Head / tail Breaks

Head / tail breaks is a clustering algorithm with heavy-tailed distributions such as power laws and lognormal distributions . The heavy-tailed distribution can be simply referred to the scaling pattern of large, small, or small, largest and smallest. The classification is done through a large part of the world (or called the head) and small (or called the tail). Arithmetic mean or average, and then recursively going for the division process. of far more small things than large ones [1]Head / tail breaks is not just for classification, but also for visualization of big data by keeping the head, since the head is self-similar to the whole. Head / tail breaks can be applied not only to vector data such as points, lines and polygons, but also to raster data like the digital elevation model (DEM).

Motivation

The head / tail breaks is Mainly motivated by Inability of conventional classification methods Such As equal intervals, quantiles, geometric progressions, standard deviation, and natural breaks – Commonly Known As Jenks Natural Breaks Optimization for revealing the Underlying scaling pattern of far more small things than wide ones. Note that the notion of greater than is not only limited to other areas, but also to topological and semantic properties. In this connection, the concept should be more unpopular (or less-connected) things than popular (or well-connected) ones, or far more meaningless things than meaningful ones.

Method

Given some variable X that demonstrates a heavy-tailed distribution, there are far more small x than large ones. Take the average of all xi, and get the first mean m1. Then calculate the second mean for those xi greater than m1, and obtain m2. In the same recursive way, we may find that For simplicity, we assume there are three means, m1, m2, and m3. This classification leads to four classes: [minimum, m1], (m1, m2], (m2, m3), (m3, maximum) In general, it can be represented as a recursive function as follows:

 Recursive function Head / tail Breaks :
 Break the data input (around mean or average)
 // the head for data values ​​greater the mean
 // the tail for data values ​​less the mean
 while (head <= 40%): Head / tail Breaks (head);
 End Function

The resulting number of classes is referred to as ht-index, an alternative index to fractal dimension for characterizing the complexity of fractals or geographic features: the higher the ht-index, the more complex the fractals. [2]

Threshold or its sensitivity

The criterion to stop the iterative classification process using the head / tail breaks method is that the remaining data (ie, the head part) are not heavy-tailed, or simply, the head part is no longer a minority (ie, the proportion of the head is no longer less than a threshold such as 40%). This threshold is suggested to be 40% by Jiang et al. (2013), [3] just as the codes above (ie, head ≤ 40%). But sometimes a larger threshold, for example 50% or more, can be used, as Jiang and Yin (2014) [2]noted in another article: “this condition can be relaxed for many geographic features, such as 50 percent or even more”. However, all heads’ percentage is smaller than 40% (or 41, 42%), indicating far more small things than large ones. This sensitivity issue deserves further research in the future.

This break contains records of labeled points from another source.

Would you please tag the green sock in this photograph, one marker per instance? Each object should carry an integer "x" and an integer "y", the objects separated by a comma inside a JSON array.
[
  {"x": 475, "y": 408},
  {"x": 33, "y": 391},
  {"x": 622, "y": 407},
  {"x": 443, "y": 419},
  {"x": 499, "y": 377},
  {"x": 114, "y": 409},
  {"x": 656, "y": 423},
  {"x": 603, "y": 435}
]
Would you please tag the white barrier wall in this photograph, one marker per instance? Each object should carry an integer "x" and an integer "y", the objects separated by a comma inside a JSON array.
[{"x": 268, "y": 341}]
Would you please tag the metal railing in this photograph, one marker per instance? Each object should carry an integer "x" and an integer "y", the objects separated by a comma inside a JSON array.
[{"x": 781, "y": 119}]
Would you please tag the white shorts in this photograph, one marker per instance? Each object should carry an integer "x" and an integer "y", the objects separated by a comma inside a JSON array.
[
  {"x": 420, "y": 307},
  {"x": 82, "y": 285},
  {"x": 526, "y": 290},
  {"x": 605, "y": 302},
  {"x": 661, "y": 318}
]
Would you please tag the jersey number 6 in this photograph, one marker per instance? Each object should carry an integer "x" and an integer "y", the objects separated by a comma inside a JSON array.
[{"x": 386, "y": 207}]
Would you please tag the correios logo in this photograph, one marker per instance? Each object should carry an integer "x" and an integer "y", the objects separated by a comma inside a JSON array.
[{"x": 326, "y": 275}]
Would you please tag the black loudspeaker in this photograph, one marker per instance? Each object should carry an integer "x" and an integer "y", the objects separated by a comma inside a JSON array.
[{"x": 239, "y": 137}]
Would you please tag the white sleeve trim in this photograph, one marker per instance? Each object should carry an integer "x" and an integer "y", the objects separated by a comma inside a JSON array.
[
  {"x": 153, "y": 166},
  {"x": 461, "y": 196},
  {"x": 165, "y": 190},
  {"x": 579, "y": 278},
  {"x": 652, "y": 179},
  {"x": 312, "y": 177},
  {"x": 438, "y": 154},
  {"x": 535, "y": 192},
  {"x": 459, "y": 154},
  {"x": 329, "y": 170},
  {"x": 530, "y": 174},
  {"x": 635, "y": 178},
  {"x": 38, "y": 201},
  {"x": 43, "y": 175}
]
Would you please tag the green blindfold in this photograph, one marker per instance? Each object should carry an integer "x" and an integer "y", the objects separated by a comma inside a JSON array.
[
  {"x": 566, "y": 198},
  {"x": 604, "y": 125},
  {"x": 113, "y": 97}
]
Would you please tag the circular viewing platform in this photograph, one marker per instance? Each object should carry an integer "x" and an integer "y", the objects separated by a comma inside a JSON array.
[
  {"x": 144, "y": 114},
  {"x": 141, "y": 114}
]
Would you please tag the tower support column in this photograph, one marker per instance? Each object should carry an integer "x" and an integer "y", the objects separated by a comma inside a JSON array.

Rank-size plot and RA index

A good tool to display the scaling pattern, or the heavy-tailed distribution, is the rank-size plot, which is a scatter plot to display a set of values ​​according to their ranks. With this tool, a new index [4] termed the ratio of areas (RA) in a rank-size plot was defined to characterize the scaling pattern. The RA has been successfully used in estimating traffic conditions. However, it should be noted that the index can only be used as a complementary method to the ht-index, because it is ineffective to capture the scaling structure of geographic features.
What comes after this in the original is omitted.